We actually listened to what was going on and we saw the issues around BSWAT, because we do understand that. There was no discussion with the people on the other side from the government. Usually in this place over a period of time there is a bit of discussion to and fro about what is going on and what is important. Everybody knows that our party is rejecting what the government is trying to do with the Commonwealth Electoral Amendment Bill. And we will continue to use processes within the rules on how we operate in this place to say that we do not like what is happening with that bill.

But last night when the process came forward with two bills—a trade bill and BSWAT—we said no. We said no, as was our right. But we listened to the arguments, and then, when we saw that the issues around BSWAT were so important that the legislation needed to be passed to allow other things to happen, we made this offer in good faith to the government: 'Okay, we understand why BSWAT needs to be debated. Let's separate those two. Let's move on BSWAT.' The Manager of Government Business was not interested, even though I made that offer to him. Then we went through the procedure—went through the votes. When we had an opportunity—when the government and the Greens actually said that they wanted to move forward with the bills—we said, 'Okay, if that one is so important, and it needs to be debated, as we agreed, we need to move forward,' and we made the offer to move immediately into that piece of legislation. Again I made the offer to the government and to the Greens to move forward and have that debate then. Again it was rejected.

And we thought when we came into the chamber today that, because of the urgency that had been identified by the government and by the Greens, we would see BSWAT as the No. 1 order of business on today's Red because the urgency had been so discussed and so identified. So imagine my surprise when I got my copy of the Red to see the importance that the government places on this bill. It had been yelled across the chamber at us last night. Our commitment had been questioned. I think everybody in this chamber actually has a commitment to ensure the importance of people with disabilities; I really do believe that. I do not think it is about some sacrosanct nature of individuals in this place. I think we have shown that together as a parliament over a period of time.

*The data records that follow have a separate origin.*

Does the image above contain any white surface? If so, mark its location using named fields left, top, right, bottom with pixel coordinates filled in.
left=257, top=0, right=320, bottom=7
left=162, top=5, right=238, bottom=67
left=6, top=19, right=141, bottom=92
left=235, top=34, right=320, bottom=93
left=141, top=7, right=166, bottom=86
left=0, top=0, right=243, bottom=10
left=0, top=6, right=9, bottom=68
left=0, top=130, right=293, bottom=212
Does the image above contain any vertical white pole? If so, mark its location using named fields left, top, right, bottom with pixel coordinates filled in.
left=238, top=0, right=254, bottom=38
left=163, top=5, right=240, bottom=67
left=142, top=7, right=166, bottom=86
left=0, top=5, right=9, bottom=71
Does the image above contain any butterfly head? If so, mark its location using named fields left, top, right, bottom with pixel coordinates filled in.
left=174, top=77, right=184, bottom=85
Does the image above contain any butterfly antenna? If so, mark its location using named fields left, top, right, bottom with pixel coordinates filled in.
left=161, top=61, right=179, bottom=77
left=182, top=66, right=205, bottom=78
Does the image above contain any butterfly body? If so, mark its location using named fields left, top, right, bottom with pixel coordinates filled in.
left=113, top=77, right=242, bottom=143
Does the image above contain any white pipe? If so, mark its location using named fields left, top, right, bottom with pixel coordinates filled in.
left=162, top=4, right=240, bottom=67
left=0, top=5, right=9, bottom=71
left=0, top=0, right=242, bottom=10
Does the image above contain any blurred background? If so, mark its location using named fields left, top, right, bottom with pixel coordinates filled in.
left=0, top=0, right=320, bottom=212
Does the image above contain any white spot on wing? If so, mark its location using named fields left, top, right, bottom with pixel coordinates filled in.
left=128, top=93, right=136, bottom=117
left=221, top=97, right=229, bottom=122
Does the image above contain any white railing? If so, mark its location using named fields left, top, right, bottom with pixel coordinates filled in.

BSWAT, this most important piece of legislation, has been listed as No. 5 after we have gone through dairy; we have to get the dairy legislation finished first. We have to get the social security community development bill through. I believe the actual committee report on that will not be handed down until this afternoon. I am looking at my comrade Senator McAllister. We will not even have the committee report on that until this afternoon. That bill is listed as having more importance and being more urgent than the business services model legislation.

Members of the opposition are not playing any sneaky tricks, as we are being accused of across the chamber. We are using the procedures of the parliament through the standing orders to say that we believe that this bill should be debated urgently. We are ready to do it. We have had the arguments. I think we can come to an agreement and express our concerns about the delays. These delays were caused by government processes and as a result we have to consider the bill at this late stage. Nonetheless, we are ready to do so. We want to have the debate and pass the bill. We think it is important enough to be No. 1 on the order of business today. That is why we have moved for the suspension of standing orders to have it listed as No. 1. I do not think that is too much to ask. It actually reflects the kinds of debates I heard last night. Let us have that debate and let us get this legislation passed.